People reached mailboxes on Friday. The story was written by three correspondents, not just Melissa Randolph, so that while Susan wasn't quoted, others in town had provided enough information to fill an entire page. The good news was that the story was at the end of the issue. The bad news was that the word pact grabbed the reader first, making it hard not to want to finish the piece. Moreover-in Susan's mind, at least-pulling up the rear after the mothers of the drunk and the thief, she came across less as a besieged innocent than as a woman who was guilty as hell-and a lousy mom, to boot.

Add lousy principal to that. Or so Phil implied. He faulted her for allowing reporters into the school, and pointed out that he had been called but refused to talk. When he suggested that her ability to do her job was compromised, she listed all she had done that week. And when he again raised the idea of taking a leave, she repeated the argument she had made in November when word of Lily's pregnancy first leaked out-that her dealing firsthand with students and parents was the best way to go.

She held an emergency faculty meeting that afternoon to alert her staff, which was uniformly supportive.

Evan Brewer had a prior commitment and didn't attend.


***

Susan went to bed early that night. She was lying awake in the dark when Rick slipped in and sat beside her. He was fully dressed.
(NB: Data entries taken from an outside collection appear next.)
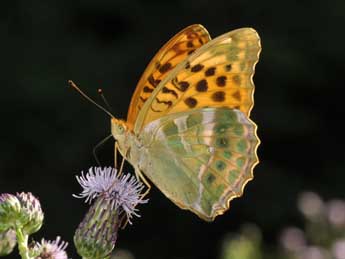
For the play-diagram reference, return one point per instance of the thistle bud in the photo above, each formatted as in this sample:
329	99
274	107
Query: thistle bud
116	199
96	235
7	242
9	211
49	249
31	215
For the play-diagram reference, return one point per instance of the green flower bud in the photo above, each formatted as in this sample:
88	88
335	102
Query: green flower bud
9	211
31	214
7	242
96	235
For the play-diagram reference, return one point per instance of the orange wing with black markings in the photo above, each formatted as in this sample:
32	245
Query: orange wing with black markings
168	57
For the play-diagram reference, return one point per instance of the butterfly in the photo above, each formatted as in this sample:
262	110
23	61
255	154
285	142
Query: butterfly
188	128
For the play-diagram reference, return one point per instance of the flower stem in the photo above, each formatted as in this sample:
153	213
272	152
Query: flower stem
23	244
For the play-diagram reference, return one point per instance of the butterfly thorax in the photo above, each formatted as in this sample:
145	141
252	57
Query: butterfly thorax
127	142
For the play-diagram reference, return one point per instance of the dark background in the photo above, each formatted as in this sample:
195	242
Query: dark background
47	131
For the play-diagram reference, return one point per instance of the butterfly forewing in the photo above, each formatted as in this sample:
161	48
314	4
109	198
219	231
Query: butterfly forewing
219	74
171	54
201	159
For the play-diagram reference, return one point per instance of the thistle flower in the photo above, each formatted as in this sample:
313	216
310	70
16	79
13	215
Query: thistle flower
123	192
50	249
116	196
10	209
7	242
31	214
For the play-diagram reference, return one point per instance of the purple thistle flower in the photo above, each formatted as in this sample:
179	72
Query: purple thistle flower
122	192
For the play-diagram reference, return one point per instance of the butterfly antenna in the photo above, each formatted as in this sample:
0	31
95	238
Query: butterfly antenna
100	92
73	85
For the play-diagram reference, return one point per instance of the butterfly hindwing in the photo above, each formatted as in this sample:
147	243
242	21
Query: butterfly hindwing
219	74
201	159
171	54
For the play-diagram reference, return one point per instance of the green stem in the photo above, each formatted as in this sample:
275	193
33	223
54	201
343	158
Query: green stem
23	244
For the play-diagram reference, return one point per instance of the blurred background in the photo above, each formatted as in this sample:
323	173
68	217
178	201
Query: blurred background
48	131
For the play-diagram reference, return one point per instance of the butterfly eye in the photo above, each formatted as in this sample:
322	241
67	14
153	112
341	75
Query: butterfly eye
121	129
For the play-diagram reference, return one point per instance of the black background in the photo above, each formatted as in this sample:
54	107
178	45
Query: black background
47	131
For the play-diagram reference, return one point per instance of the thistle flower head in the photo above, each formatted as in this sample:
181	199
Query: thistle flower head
123	191
10	209
50	249
31	215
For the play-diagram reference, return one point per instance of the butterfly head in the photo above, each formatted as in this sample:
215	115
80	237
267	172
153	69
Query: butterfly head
118	128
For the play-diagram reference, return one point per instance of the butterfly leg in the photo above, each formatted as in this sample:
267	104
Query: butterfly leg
123	221
115	159
141	177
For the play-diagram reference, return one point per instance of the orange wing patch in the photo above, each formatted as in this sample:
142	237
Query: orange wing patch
219	74
171	54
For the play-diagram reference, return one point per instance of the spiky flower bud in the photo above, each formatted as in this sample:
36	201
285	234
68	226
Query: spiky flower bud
97	233
49	249
9	211
31	215
123	191
117	197
7	242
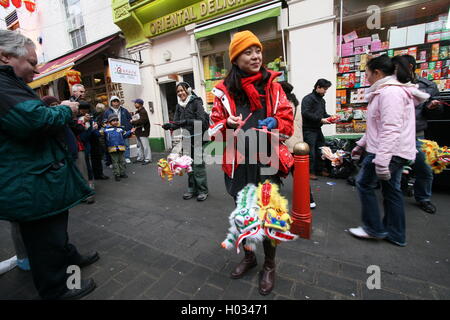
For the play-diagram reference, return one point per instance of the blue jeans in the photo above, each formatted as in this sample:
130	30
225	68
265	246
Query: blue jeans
127	150
393	224
424	175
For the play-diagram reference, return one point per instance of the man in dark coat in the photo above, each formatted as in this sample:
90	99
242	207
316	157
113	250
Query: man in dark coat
40	181
314	116
142	124
124	120
188	111
424	112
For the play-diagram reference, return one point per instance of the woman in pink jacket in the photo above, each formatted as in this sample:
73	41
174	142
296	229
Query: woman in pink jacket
389	142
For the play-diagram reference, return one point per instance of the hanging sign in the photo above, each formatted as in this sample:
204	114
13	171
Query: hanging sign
30	5
124	72
4	3
17	3
73	77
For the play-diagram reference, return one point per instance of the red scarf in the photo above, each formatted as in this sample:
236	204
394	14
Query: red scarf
248	85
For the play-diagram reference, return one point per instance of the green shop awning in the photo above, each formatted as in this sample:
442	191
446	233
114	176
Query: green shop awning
273	10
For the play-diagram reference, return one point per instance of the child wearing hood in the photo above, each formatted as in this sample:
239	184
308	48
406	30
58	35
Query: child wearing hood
389	142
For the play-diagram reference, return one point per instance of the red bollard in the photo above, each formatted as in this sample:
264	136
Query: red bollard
301	211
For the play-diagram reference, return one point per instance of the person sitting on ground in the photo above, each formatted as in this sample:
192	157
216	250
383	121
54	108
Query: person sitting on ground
115	141
142	124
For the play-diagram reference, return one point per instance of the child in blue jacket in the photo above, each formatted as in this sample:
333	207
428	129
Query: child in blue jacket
115	142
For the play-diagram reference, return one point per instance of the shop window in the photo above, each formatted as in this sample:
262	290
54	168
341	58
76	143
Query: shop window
372	28
217	65
99	79
189	78
87	81
75	23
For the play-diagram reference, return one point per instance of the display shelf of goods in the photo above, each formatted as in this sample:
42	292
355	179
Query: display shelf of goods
433	63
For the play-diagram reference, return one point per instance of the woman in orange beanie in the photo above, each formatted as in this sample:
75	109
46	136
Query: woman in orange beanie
249	92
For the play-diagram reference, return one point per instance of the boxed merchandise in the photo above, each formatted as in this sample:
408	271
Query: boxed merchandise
362	42
413	52
347	115
357	79
400	52
445	35
422	56
354	96
435	52
358	114
349	37
359	126
351	80
361	95
344	127
444	73
363	64
443	52
434	37
376	46
363	80
363	49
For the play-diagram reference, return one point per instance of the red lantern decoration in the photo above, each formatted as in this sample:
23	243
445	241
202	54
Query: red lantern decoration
17	3
4	3
30	5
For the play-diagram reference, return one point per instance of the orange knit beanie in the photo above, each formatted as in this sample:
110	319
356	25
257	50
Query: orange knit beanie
241	41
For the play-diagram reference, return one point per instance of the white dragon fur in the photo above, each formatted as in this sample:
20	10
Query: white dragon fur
251	210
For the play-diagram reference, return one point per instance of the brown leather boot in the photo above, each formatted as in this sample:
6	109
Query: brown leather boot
246	264
267	274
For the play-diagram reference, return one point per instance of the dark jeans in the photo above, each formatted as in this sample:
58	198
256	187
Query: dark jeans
197	181
315	140
50	253
393	224
97	153
118	161
424	175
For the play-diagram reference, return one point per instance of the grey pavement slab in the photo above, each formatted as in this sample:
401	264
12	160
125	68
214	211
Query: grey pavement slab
155	245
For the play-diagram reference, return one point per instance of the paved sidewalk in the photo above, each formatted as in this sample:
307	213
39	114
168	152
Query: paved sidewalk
155	245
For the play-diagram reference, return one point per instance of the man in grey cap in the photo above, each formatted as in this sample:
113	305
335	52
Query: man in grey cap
124	120
142	124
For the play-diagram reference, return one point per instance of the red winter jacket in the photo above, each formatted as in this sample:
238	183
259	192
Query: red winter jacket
278	106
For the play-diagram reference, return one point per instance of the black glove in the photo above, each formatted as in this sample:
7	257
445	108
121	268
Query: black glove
167	126
180	123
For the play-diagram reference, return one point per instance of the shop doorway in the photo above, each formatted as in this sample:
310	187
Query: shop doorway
168	104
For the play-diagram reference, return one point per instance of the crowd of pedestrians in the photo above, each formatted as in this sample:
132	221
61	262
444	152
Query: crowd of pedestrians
50	145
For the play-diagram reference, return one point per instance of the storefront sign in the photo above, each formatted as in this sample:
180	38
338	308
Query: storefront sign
124	72
194	13
73	77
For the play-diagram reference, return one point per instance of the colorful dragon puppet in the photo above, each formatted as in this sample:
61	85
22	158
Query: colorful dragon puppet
437	157
260	212
164	169
179	164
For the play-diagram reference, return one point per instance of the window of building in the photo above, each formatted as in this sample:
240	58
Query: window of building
216	61
12	21
371	28
75	23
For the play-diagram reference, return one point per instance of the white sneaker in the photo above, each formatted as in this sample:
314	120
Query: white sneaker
360	233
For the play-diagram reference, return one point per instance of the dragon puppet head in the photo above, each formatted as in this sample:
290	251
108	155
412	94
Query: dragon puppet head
274	212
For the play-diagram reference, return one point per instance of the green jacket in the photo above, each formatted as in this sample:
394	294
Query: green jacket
38	177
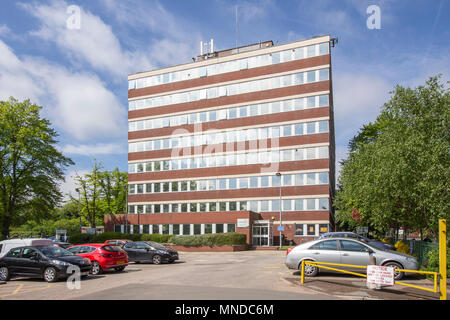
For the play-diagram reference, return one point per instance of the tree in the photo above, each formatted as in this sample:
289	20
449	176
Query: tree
101	192
113	185
90	192
30	165
397	172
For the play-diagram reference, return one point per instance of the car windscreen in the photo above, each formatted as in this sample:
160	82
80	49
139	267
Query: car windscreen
111	248
55	252
156	245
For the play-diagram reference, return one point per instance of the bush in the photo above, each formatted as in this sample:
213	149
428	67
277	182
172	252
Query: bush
161	238
217	239
433	262
402	246
78	238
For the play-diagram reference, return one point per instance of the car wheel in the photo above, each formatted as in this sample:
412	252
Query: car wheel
96	268
310	271
156	259
4	274
50	274
398	275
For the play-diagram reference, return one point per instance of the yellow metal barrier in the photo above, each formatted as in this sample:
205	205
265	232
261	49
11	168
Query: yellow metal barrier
324	265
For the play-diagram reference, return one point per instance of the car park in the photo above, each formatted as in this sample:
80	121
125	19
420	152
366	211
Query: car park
63	245
150	251
7	245
117	242
102	256
48	262
347	251
378	244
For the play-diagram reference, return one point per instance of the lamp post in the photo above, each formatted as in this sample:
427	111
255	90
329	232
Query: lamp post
126	207
79	213
278	174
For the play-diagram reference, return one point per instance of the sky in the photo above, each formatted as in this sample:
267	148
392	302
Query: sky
73	58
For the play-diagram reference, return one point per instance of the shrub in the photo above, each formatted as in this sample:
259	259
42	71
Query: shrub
402	246
217	239
80	238
433	262
161	238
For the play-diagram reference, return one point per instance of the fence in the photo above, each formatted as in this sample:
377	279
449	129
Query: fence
420	250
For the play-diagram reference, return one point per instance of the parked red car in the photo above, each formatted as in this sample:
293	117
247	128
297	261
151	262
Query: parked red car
117	242
103	256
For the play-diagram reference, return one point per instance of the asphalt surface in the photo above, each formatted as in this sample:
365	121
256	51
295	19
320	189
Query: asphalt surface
248	275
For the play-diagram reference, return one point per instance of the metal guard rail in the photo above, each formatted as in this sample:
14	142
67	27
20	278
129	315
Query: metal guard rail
321	265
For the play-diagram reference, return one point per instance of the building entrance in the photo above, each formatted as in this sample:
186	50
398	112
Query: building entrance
262	233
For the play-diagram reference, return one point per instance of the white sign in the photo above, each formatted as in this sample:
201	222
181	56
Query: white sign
380	275
243	223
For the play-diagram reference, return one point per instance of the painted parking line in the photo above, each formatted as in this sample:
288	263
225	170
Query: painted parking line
20	289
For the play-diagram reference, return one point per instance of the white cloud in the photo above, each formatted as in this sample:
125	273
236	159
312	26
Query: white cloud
358	98
69	185
94	149
78	104
94	42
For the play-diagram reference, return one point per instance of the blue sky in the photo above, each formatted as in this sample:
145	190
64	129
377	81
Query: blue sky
80	76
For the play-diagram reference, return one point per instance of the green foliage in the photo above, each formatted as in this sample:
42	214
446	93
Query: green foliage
30	165
217	239
160	238
402	246
397	173
80	238
433	262
101	192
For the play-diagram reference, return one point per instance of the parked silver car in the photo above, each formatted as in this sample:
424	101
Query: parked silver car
347	251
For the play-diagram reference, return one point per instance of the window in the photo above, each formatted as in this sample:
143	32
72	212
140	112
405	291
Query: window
208	228
323	228
298	204
323	204
347	245
323	100
325	245
253	182
311	76
264	181
323	74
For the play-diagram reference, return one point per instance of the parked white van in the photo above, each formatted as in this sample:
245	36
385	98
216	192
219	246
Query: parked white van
7	245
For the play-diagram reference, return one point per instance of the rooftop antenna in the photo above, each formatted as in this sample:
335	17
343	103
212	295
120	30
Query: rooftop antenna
236	26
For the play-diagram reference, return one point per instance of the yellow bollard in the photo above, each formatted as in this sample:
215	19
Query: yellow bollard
443	259
303	272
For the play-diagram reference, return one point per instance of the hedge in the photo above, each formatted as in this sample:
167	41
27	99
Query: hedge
216	239
79	238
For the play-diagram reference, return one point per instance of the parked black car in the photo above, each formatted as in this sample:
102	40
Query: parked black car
154	252
343	234
63	245
48	262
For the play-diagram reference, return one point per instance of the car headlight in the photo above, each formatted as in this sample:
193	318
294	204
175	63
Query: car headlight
61	263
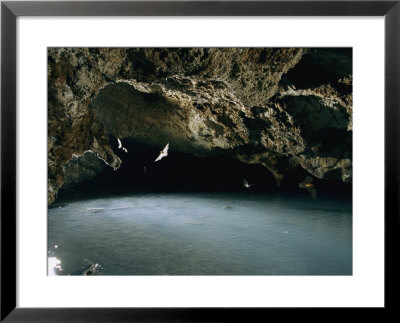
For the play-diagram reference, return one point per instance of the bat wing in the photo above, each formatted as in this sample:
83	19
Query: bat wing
165	150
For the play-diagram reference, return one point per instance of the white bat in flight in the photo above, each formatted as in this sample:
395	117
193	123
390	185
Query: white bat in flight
163	153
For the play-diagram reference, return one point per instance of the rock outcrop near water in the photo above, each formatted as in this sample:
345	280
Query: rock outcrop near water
280	108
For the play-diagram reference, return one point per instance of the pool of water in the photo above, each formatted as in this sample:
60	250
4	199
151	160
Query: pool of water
201	234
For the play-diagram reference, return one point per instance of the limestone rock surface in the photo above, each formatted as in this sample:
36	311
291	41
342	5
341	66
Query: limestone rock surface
280	108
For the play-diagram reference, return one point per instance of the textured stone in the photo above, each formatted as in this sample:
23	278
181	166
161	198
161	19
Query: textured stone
253	104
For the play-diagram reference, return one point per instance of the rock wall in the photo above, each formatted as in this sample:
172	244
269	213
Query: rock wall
276	107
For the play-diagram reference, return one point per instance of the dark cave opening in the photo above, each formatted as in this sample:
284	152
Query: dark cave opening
182	172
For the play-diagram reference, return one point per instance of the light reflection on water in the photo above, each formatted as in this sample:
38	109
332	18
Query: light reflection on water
197	234
53	266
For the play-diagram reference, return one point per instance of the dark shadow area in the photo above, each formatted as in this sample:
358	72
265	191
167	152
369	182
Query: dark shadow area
180	172
321	66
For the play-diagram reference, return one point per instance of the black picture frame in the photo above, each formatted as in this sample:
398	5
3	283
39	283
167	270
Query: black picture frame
10	10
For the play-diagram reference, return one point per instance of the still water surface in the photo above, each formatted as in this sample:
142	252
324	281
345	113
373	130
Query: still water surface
201	234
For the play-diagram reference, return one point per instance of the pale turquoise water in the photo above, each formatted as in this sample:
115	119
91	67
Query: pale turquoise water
193	234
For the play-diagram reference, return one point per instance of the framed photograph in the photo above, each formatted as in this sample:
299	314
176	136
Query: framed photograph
199	160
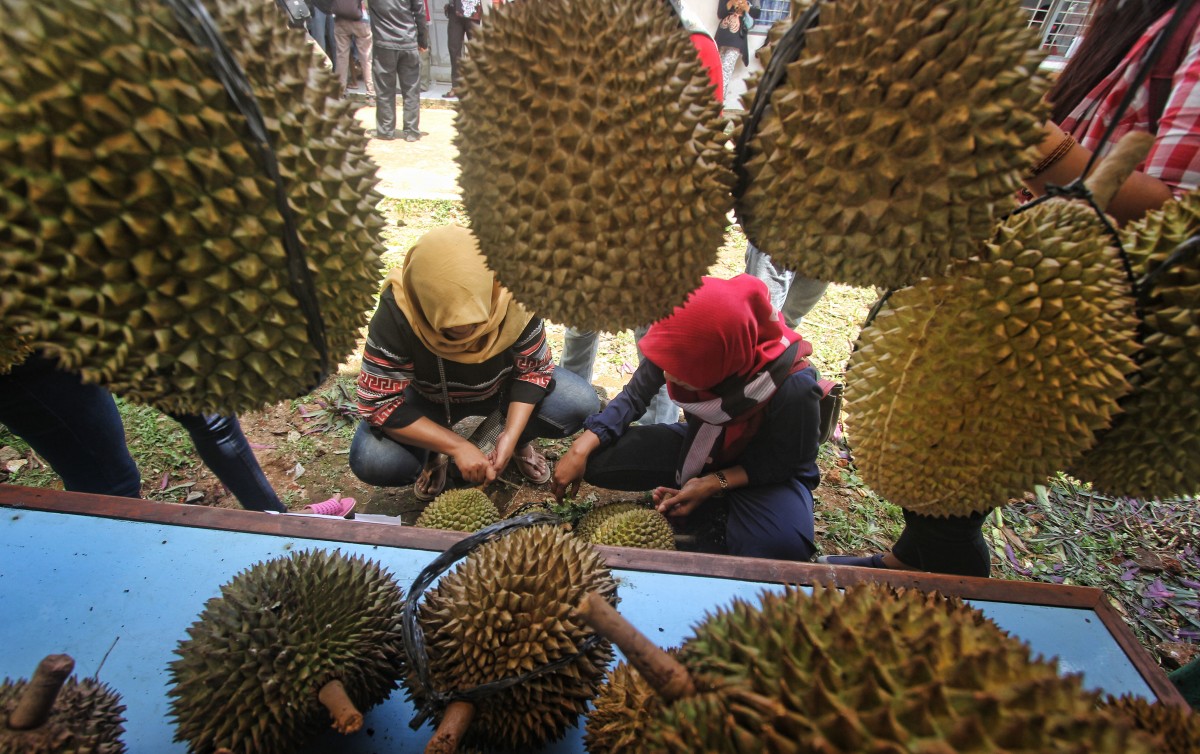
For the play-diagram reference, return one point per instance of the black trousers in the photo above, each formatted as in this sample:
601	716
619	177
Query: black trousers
397	70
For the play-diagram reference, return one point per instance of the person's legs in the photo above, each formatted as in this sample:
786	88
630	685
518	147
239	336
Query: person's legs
562	412
772	521
642	459
383	69
580	352
75	426
945	545
343	33
409	70
225	449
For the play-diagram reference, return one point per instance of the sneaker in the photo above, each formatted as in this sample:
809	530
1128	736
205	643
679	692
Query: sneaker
861	561
336	506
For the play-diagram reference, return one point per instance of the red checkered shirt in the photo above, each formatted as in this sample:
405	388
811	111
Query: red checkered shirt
1175	157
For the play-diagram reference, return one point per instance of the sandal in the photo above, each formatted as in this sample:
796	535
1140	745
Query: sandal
432	479
532	464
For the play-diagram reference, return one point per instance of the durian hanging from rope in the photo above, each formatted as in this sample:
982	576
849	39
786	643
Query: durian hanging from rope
894	142
971	388
594	171
144	244
871	668
1153	448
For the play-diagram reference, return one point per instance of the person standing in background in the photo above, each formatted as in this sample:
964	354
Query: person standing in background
400	35
465	17
731	35
353	27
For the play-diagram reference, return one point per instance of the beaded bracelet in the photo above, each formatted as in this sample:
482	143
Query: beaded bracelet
1057	154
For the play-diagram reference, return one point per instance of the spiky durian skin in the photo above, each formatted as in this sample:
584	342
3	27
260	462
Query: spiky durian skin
1176	729
508	610
1153	448
594	171
460	510
895	139
249	675
595	518
87	718
645	528
873	669
971	388
143	241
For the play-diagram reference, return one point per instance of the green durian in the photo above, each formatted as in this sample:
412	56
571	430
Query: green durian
460	510
144	246
250	672
508	610
895	141
594	171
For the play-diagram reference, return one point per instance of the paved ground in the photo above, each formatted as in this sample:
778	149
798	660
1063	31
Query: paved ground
424	169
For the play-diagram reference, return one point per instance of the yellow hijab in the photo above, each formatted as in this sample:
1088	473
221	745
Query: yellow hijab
444	282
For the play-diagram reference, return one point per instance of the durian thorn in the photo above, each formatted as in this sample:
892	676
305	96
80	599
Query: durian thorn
453	728
664	672
1117	166
36	701
347	718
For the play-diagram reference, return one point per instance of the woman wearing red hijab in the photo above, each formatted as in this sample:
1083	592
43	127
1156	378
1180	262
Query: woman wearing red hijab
751	404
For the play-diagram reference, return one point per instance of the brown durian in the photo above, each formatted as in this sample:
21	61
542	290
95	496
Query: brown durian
895	141
1153	448
870	669
507	611
144	244
594	171
970	388
275	642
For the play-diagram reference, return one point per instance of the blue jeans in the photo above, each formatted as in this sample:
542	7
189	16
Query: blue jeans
77	429
580	348
379	460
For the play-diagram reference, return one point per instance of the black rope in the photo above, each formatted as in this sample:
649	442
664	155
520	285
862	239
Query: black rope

"This has taken a toll," he said softly.

"It's cumulative. I feel weak."

"Angry."

"That, too. I can't sue People, because they didn't print anything false or defamatory. I can't strangle these three girls, because I love them too much. I can't fire Phil, because he's my boss." She paused and reached for his hand. "And I can't fault you for what you said. You may be right. I may be giving Lily the wrong message. I may have given her the wrong one all along. I thought I was teaching her to be strong and self-sufficient. I thought I was teaching her responsibility-that she was in charge of her own life."

"You have. You've produced an incredibly strong, independent, responsible young woman."

"Who's afraid of being hurt, like I was," Susan admitted and waited for his reaction.

He was quiet for a time, studying their hands. "You had reason. We rely on our parents for unconditional love. Yours took theirs back. So you built a wall. I'd have done the same."

"That doesn't make it right. Walls are isolating. The thing is, we have such good friends here that we don't feel isolated."

"Maybe that's all you need," he said. Before she could respond, he stretched out on the quilt with his forehead to her cheek and her hand near his heart.

There was so much to say that she didn't know where to begin, and she was suddenly too filled with emotion to speak. So she slept.

Kate woke up at two. She might have heard one of the boys coming home from a date, but there were no footsteps on the stairs. Slipping out of bed, she checked the window. The driveway was full of parked cars, everyone in for the night.

Arms around her waist, she stared out at the dark for a bit. When she began to feel chilled, she thought of returning to Will. But other thoughts-new thoughts-had come to her mind.